NEW YORK (AP) -- Oracle's stock is lower in premarket trading Friday after co-founder Larry Ellison announced that he is stepping aside as CEO after 37 years at the helm of the business software maker. The company's first-quarter results missed Wall Street's view, and its second-quarter adjusted earnings forecast was below analysts' estimates.
Ellison will be handing over his job to his two top lieutenants, Safra Catz and Mark Hurd, who become co-CEOs. Eillison is taking over as Oracle's executive chairman, replacing Jeff Henley in the position, and will oversee the engineering departments as chief technology officer.
Ellison remains Oracle's biggest shareholder with a 25 percent stake in the Redwood Shores, California, company that accounts for most of his $51 billion fortune.
On Thursday Oracle reported first-quarter adjusted earnings of 62 cents per share on revenue of $8.6 billion. Analysts polled by Zacks Investment Research expected earnings of 64 cents per share on revenue of $8.78 billion.
Oracle anticipates second-quarter adjusted earnings between 66 cents and 70 cents per share, with revenue flat to up 4 percent. Analysts surveyed by FactSet predict earnings of 74 cents per share.
Brian White of Cantor Fitzgerald said in a client note that Oracle's first-quarter performance missed his estimates, while its second-quarter guidance was "light."
White maintained a "Buy" rating and lowered Oracle's price target to $48 from $50.
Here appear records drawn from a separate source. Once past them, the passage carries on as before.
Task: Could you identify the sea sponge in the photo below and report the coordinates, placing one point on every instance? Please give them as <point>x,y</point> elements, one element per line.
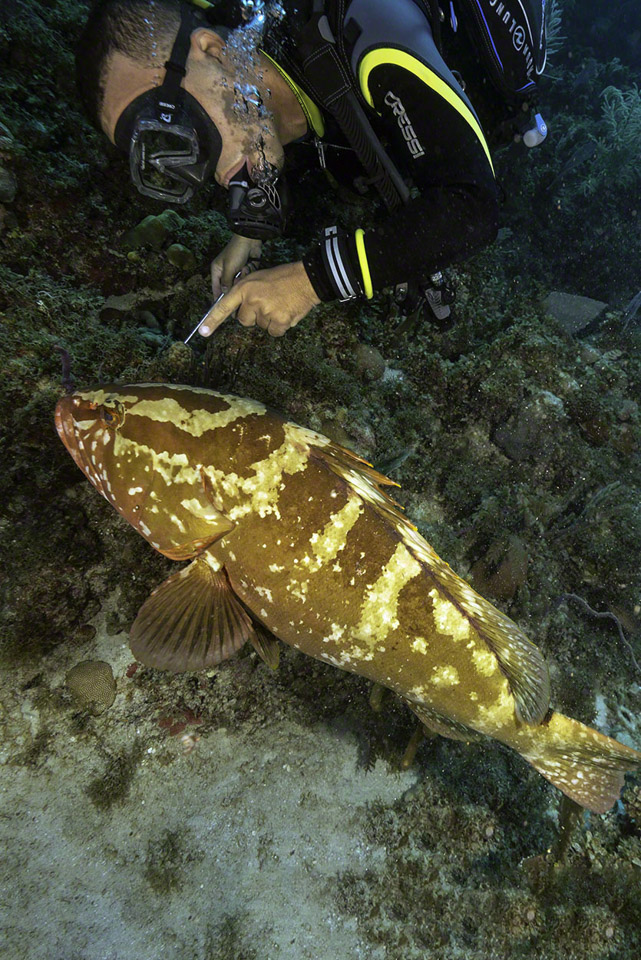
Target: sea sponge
<point>92,684</point>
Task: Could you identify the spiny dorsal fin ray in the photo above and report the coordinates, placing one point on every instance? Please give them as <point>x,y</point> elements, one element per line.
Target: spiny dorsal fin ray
<point>362,477</point>
<point>445,726</point>
<point>192,621</point>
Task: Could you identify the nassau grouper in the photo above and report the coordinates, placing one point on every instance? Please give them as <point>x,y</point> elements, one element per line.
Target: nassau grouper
<point>290,532</point>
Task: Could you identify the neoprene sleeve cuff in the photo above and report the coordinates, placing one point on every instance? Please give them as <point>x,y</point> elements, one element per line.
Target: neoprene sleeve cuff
<point>331,267</point>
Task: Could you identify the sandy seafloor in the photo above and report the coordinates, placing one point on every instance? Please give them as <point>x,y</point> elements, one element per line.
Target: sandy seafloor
<point>262,821</point>
<point>250,814</point>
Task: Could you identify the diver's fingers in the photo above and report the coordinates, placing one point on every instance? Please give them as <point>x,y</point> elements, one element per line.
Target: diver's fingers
<point>220,311</point>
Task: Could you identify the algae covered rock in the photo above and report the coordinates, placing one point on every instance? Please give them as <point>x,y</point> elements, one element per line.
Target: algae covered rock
<point>370,364</point>
<point>150,232</point>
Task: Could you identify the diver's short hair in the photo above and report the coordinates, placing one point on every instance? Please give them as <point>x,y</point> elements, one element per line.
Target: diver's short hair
<point>141,29</point>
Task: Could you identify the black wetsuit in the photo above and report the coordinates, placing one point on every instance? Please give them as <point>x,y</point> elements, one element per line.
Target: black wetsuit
<point>437,146</point>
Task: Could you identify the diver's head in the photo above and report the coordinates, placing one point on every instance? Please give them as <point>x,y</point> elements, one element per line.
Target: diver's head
<point>159,82</point>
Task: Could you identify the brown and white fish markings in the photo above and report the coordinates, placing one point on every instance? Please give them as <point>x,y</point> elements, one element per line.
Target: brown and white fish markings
<point>288,531</point>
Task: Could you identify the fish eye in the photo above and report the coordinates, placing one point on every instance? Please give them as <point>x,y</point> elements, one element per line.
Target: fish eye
<point>112,414</point>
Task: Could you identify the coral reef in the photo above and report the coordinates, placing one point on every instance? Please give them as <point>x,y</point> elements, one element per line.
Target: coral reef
<point>201,805</point>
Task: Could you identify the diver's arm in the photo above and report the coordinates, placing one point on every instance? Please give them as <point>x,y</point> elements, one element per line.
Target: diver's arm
<point>232,260</point>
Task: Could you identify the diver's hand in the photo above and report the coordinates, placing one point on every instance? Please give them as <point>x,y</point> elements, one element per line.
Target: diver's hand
<point>274,299</point>
<point>231,260</point>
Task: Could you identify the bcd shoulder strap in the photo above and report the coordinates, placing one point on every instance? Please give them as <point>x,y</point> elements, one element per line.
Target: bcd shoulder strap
<point>509,36</point>
<point>322,67</point>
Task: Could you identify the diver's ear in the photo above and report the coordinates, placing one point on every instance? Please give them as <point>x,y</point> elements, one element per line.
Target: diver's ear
<point>207,43</point>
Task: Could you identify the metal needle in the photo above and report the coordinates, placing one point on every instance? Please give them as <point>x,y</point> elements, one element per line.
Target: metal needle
<point>219,297</point>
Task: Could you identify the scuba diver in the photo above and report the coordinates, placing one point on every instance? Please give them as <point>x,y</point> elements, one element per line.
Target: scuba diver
<point>407,88</point>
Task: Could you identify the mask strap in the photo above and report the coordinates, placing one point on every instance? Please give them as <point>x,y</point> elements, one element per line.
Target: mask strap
<point>170,88</point>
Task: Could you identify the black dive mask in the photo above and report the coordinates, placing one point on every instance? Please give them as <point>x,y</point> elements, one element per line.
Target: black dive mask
<point>172,142</point>
<point>258,203</point>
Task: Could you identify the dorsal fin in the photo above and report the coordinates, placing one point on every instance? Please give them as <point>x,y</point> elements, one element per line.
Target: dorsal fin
<point>521,662</point>
<point>363,478</point>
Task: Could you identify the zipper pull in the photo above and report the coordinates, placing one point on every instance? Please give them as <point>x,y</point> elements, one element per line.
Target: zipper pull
<point>320,146</point>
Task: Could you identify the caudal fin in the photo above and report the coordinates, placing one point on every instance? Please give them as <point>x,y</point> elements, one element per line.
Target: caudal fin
<point>583,763</point>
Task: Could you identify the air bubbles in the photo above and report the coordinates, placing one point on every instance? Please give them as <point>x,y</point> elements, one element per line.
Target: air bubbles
<point>150,23</point>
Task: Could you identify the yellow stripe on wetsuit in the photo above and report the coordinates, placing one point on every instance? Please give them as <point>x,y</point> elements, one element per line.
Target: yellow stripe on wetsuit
<point>377,58</point>
<point>406,61</point>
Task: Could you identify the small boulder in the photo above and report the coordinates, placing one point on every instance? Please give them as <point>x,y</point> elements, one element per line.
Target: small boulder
<point>572,312</point>
<point>370,364</point>
<point>92,685</point>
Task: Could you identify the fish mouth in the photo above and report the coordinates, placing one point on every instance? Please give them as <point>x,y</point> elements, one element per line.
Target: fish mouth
<point>65,425</point>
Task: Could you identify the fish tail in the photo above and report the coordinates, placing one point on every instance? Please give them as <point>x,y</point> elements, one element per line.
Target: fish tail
<point>584,764</point>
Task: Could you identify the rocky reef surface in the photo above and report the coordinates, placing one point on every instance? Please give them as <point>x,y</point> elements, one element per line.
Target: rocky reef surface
<point>246,814</point>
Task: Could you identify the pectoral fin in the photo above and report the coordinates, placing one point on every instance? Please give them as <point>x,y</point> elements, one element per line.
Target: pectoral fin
<point>192,621</point>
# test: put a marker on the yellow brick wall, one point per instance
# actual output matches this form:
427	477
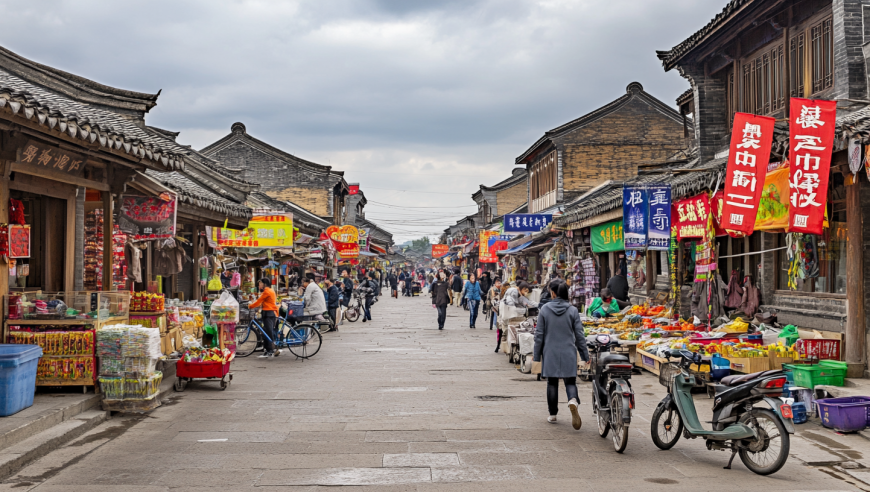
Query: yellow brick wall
315	200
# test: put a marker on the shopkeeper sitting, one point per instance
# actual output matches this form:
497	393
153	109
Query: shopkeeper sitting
606	305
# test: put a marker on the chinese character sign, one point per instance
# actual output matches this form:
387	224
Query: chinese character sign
607	237
659	236
148	217
526	222
487	255
690	216
439	250
811	140
748	156
634	213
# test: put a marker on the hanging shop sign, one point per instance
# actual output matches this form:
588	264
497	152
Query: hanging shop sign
773	207
691	216
526	222
607	237
148	217
485	254
811	141
19	241
38	155
659	236
439	250
345	239
263	231
748	156
634	216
William Blair's Jason Ader said that the executive changes are not expected to have any material impact on Oracle's management or operations. He said the company's first-quarter results were soft in part because of weakness in the legacy hardware portfolio and lower sales from its services division. Ader called the second-quarter guidance disappointing.
The analyst kept a "Market Perform" rating.
Shares of Oracle Corp. declined $1.28, or 3.1 percent, to $40.27 in premarket trading about an hour and a half before the market open.